Il est l’objet d’une mesure d’éloignement en vigueur, telle que précitée, et qui fait obstacle à sa présence sur le sol français.
Les conditions prescrites par les dispositions de l’article L. 743-13 du Code de l’entrée et du séjour des étrangers et du droit d’asile ne sont pas réunies et M. [R] ne présente pas de garanties de représentations suffisantes pour justifier une assignation à résidence.
La prolongation de sa rétention administrative se justifie afin de procéder à son éloignement.
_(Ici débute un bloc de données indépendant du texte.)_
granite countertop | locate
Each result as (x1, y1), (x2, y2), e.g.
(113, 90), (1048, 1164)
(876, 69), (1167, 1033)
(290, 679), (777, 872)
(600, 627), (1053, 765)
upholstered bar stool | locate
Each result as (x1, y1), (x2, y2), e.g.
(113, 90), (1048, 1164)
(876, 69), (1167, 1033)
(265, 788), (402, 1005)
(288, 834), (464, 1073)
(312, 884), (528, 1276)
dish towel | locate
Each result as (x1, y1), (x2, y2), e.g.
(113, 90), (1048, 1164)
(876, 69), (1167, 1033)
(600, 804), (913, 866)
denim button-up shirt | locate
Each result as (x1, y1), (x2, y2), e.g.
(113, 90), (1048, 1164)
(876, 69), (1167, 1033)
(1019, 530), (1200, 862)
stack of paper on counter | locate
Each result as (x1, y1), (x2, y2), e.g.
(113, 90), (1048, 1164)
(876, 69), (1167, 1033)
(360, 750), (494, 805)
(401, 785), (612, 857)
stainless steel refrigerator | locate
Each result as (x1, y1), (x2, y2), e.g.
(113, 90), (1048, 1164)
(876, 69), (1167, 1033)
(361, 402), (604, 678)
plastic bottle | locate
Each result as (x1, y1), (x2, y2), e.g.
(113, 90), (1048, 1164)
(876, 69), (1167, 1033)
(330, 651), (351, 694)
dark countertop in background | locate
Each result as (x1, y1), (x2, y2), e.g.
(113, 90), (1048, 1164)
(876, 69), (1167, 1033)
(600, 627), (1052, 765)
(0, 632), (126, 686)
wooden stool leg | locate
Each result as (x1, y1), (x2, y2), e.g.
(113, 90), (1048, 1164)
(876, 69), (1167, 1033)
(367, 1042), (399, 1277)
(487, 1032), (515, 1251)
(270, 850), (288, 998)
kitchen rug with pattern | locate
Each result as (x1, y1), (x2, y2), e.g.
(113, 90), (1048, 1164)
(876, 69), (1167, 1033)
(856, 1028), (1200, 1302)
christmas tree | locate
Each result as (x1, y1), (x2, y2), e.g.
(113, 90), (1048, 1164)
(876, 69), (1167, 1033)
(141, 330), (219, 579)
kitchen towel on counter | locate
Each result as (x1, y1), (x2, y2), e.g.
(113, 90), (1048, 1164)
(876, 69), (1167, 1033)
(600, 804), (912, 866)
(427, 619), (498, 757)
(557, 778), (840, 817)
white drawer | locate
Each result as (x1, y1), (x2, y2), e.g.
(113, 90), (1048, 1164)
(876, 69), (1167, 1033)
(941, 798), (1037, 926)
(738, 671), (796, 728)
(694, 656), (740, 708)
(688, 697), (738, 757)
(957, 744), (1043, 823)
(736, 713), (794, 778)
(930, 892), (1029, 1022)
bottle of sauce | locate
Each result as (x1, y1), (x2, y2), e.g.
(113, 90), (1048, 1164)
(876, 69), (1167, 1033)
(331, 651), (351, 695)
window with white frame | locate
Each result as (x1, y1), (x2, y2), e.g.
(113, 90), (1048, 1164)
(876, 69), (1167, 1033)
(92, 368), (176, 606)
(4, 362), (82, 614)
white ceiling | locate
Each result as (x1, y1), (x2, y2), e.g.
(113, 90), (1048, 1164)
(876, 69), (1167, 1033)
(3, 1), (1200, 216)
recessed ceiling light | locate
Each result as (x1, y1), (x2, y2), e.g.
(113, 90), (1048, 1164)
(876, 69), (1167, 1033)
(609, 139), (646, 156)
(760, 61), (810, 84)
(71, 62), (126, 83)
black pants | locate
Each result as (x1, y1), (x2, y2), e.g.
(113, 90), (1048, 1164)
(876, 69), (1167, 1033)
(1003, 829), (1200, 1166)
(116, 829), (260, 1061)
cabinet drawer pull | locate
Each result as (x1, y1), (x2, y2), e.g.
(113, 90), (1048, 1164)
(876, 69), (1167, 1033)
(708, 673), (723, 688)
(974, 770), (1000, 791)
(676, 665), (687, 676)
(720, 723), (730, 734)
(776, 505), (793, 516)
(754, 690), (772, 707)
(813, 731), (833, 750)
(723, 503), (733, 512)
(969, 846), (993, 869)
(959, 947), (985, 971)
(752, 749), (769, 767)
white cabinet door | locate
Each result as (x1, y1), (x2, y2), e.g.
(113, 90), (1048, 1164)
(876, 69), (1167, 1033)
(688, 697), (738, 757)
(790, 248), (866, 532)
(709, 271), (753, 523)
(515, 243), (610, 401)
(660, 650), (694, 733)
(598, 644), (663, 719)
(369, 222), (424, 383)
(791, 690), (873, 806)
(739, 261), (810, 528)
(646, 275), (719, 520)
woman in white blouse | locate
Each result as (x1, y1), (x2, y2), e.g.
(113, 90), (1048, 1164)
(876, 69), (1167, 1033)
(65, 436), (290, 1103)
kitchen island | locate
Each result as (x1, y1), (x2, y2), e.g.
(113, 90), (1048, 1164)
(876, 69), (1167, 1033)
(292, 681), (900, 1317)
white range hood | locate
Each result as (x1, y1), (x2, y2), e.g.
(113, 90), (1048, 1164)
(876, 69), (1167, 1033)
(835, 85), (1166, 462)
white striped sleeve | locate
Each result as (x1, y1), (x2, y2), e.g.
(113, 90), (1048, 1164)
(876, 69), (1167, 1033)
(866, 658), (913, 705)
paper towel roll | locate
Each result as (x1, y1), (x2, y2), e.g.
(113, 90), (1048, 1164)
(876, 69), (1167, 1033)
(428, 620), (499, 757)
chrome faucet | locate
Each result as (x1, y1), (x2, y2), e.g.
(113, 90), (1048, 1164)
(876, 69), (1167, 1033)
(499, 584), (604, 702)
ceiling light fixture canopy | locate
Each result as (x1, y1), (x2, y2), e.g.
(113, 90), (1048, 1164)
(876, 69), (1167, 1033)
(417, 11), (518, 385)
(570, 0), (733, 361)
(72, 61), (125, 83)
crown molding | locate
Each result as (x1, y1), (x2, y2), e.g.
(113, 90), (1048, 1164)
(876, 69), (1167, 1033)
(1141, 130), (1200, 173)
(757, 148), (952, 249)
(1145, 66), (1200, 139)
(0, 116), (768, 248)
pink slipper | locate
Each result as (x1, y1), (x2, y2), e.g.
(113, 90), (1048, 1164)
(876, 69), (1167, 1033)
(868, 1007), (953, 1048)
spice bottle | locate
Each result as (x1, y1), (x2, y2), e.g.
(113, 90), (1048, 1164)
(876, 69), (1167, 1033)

Il convient donc de confirmer l’ordonnance entreprise en toutes ses dispositions.
PAR CES MOTIFS
Statuant publiquement, en matière civile et en dernier ressort,
Vu l’article 66 de la constitution du 4 octobre 1958,
Vu les articles L.741-1, L.742-1 à L.743-9 ; R.741-3 et R.743-1 à R.743-19, L.743.21 du Code de l’entrée et du séjour des étrangers et du droit d’asile,
Vu le décret n° 2024-799 du 2 juillet 2024 pris pour l’application du titre VII de la loi n° 2024-42 du 26 janvier 2024 pour contrôler l’immigration, améliorer l’intégration, relatif à la simplification des règles du contentieux ;
CONSTATANT qu’aucune salle d’audience attribuée au ministère de la justice spécialement aménagée à proximité immédiate du lieu de rétention n’est disponible pour l’audience de ce jour ;
DÉCLARONS recevable l’appel interjeté par Monsieur [H] [R] ;
CONFIRMONS l’ordonnance déférée en toutes ses dispositions ;
RAPPELONS que, conformément à l’article R.743-20 du Code de l’Entrée et du Séjour des Etrangers et du Droit d’Asile, les intéressés peuvent former un pourvoi en cassation par lettre recommandée avec accusé de réception dans les deux mois de la notification de la présente décision à la Cour de cassation [Adresse 1].
Fait à la Cour d’Appel de Nîmes,
Le 28 Janvier 2025 à
LE GREFFIER, LE PRESIDENT,
' Notification de la présente ordonnance a été donnée ce jour au Centre de rétention administrative de [Localité 4] à M. [H] [R], par l’intermédiaire d’un interprète en langue arabe.
Le à H
Signature du retenu
Copie de cette ordonnance remise, ce jour, par courriel, à :
— Monsieur [H] [R], par le Directeur du CRA de [Localité 4],
— Me Azize CHEMMAM, avocat
,
— Le Préfet du Var
,
— Le Directeur du CRA de [Localité 4],
— Le Ministère Public près la Cour d’Appel de Nîmes,
— Le magistrat du siège du tribunal judiciaire de Nîmes.